Listening out for the detail in AI-driven music

©Lucrezia Carnelos Unsplash

There’s no neat thesis about the role of AI in music, according to researcher and sound artist Oliver Bown. The key is listening closely for the detail and being able to discern the work of the machine from the human involvement.

You are listening to a music composition that somebody tells you has been composed by artificial intelligence and it is unnervingly good. There are rich harmonies that pluck your heart strings and surprising turns that hold your interest. Should you be dumbstruck at how smart AI is becoming? Is this the beginning of the AI takeover? Here are some thoughts to settle your nerves.

Look out for the smoke and mirrors

If you heard something that has even the slightest human involvement in its production, then it becomes very hard to understand what input the AI has had. AI systems can be very good at generating melodic structures that sound coherent, but even a relatively incoherent melody can form the basis for a great piece of music.

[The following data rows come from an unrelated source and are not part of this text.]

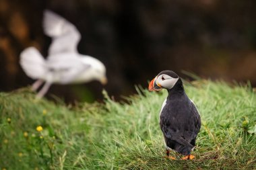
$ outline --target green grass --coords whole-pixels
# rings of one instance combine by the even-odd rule
[[[185,87],[202,120],[195,160],[164,157],[158,114],[166,91],[138,90],[125,103],[104,93],[104,103],[67,106],[24,89],[0,93],[0,169],[255,169],[251,87],[205,80]]]

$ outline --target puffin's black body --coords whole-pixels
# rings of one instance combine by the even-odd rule
[[[186,95],[179,76],[170,71],[162,71],[158,76],[163,74],[177,79],[174,86],[167,89],[168,95],[160,115],[166,150],[172,148],[182,155],[190,155],[201,128],[200,116]]]

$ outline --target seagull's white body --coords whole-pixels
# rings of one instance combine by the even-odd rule
[[[77,52],[81,36],[72,24],[46,10],[43,27],[44,33],[53,38],[46,59],[34,47],[25,49],[20,55],[20,65],[26,75],[38,79],[32,89],[36,90],[46,82],[37,97],[42,97],[52,83],[79,83],[92,80],[106,83],[106,68],[102,62]]]

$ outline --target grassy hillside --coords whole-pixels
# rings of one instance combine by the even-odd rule
[[[251,88],[205,80],[185,87],[202,120],[195,160],[164,157],[158,114],[166,91],[138,90],[126,103],[105,93],[104,103],[67,107],[21,89],[0,93],[0,169],[255,169]]]

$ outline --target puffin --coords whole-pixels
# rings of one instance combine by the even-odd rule
[[[79,54],[77,44],[81,34],[71,22],[50,10],[44,11],[44,34],[52,38],[46,58],[33,46],[20,54],[20,63],[25,73],[37,80],[32,85],[36,91],[45,83],[36,95],[42,98],[53,84],[88,83],[94,80],[107,83],[106,67],[97,58]]]
[[[166,155],[170,151],[184,155],[183,160],[193,159],[191,151],[201,128],[199,112],[187,95],[179,76],[172,71],[163,71],[152,80],[149,91],[166,89],[168,93],[160,112],[160,126],[164,135]]]

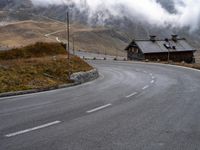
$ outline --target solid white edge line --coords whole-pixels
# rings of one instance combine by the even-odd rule
[[[130,98],[130,97],[132,97],[132,96],[135,96],[136,94],[137,94],[137,92],[134,92],[134,93],[132,93],[132,94],[126,96],[126,98]]]
[[[142,89],[145,90],[147,88],[149,88],[149,85],[144,86]]]
[[[17,135],[20,135],[20,134],[25,134],[25,133],[28,133],[28,132],[31,132],[31,131],[39,130],[39,129],[46,128],[46,127],[56,125],[56,124],[59,124],[59,123],[61,123],[61,121],[50,122],[50,123],[43,124],[43,125],[40,125],[40,126],[37,126],[37,127],[34,127],[34,128],[29,128],[29,129],[26,129],[26,130],[21,130],[21,131],[18,131],[18,132],[6,134],[5,137],[9,138],[9,137],[17,136]]]
[[[151,84],[153,84],[155,81],[154,80],[151,80]]]
[[[112,105],[112,104],[107,104],[107,105],[104,105],[104,106],[100,106],[100,107],[97,107],[97,108],[88,110],[87,113],[93,113],[93,112],[95,112],[95,111],[99,111],[99,110],[104,109],[104,108],[106,108],[106,107],[109,107],[109,106],[111,106],[111,105]]]

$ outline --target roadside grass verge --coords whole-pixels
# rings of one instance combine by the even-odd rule
[[[69,73],[89,71],[92,67],[71,56],[57,43],[36,43],[0,52],[0,93],[54,87],[72,83]]]

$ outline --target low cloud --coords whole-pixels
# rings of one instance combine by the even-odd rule
[[[200,0],[171,0],[173,13],[164,8],[159,0],[32,0],[35,5],[75,4],[80,10],[87,9],[89,18],[94,15],[103,22],[109,15],[129,17],[146,21],[156,26],[189,27],[191,31],[199,29]],[[168,2],[170,3],[170,1]],[[103,13],[103,14],[102,14]],[[109,15],[108,15],[109,14]]]

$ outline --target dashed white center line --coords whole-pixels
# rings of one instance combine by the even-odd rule
[[[155,81],[154,80],[151,80],[151,84],[153,84]]]
[[[147,88],[149,88],[149,85],[146,85],[146,86],[143,87],[142,89],[145,90],[145,89],[147,89]]]
[[[107,107],[109,107],[109,106],[111,106],[111,105],[112,105],[112,104],[103,105],[103,106],[100,106],[100,107],[97,107],[97,108],[88,110],[87,113],[93,113],[93,112],[95,112],[95,111],[99,111],[99,110],[101,110],[101,109],[107,108]]]
[[[130,97],[132,97],[132,96],[135,96],[136,94],[138,94],[138,93],[137,93],[137,92],[134,92],[134,93],[132,93],[132,94],[126,96],[126,98],[130,98]]]
[[[39,129],[46,128],[46,127],[56,125],[56,124],[59,124],[59,123],[61,123],[61,121],[50,122],[50,123],[43,124],[43,125],[40,125],[40,126],[37,126],[37,127],[34,127],[34,128],[29,128],[29,129],[26,129],[26,130],[21,130],[21,131],[18,131],[18,132],[10,133],[10,134],[5,135],[5,137],[9,138],[9,137],[17,136],[17,135],[20,135],[20,134],[25,134],[25,133],[28,133],[28,132],[31,132],[31,131],[39,130]]]
[[[146,71],[143,71],[144,73],[147,73]]]

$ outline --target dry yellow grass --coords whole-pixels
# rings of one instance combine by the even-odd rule
[[[70,64],[67,55],[54,54],[44,57],[45,50],[31,58],[0,59],[0,93],[29,89],[54,87],[71,83],[69,73],[88,71],[92,67],[76,56],[72,56]],[[63,51],[65,52],[64,48]],[[10,54],[9,53],[9,54]],[[21,53],[19,53],[20,56]],[[1,55],[0,55],[1,56]],[[8,56],[8,54],[7,54]]]
[[[56,37],[64,40],[66,33],[65,25],[53,21],[21,21],[0,27],[0,45],[6,47],[21,47],[38,41],[56,42]],[[45,34],[57,32],[49,35]],[[75,49],[88,52],[107,53],[110,55],[125,56],[124,48],[127,46],[121,33],[105,29],[103,27],[91,28],[81,24],[70,26],[70,45],[72,35],[75,39]],[[72,48],[72,47],[71,47]]]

James Humberstone from the Sydney Conservatorium of Music makes this point well in a TEDx talk when he gets his audience to randomly pick notes to make a melody. He takes their melody and adds a swathe of music production techniques, including looping the result on endless repeat. The melody starts to take shape, partly because of your habituation to it over time. Adding harmonies and organising melodies into larger structures using repetition can turn something average into something amazing. Needless to say, directly tweaking a note or two can completely turn a melody into something else; even if 90% of the notes have been chosen by an AI system, it can still be the case that it has played almost no role at all in the resulting music.

The cherry-picking of results also undermines our ability to judge whether the AI is doing anything good. It is not hard to flick through 100 one-bar melodies to find something catchy. Even if no person interferes with the outcome of an algorithm, there is a lot of hard-wiring they might do within the algorithm itself that constrains its output to a space of beautiful possibilities. This kind of ‘templating’ can hide extra human input.

This is not to say that there isn’t incredibly sophisticated work in music generation going on. But when it comes to judging its sophistication, we have a very wide tolerance for what we might perceive to be music made by humans. It has actually been decades since the first claims were made of AI-generated music systems fooling human judges.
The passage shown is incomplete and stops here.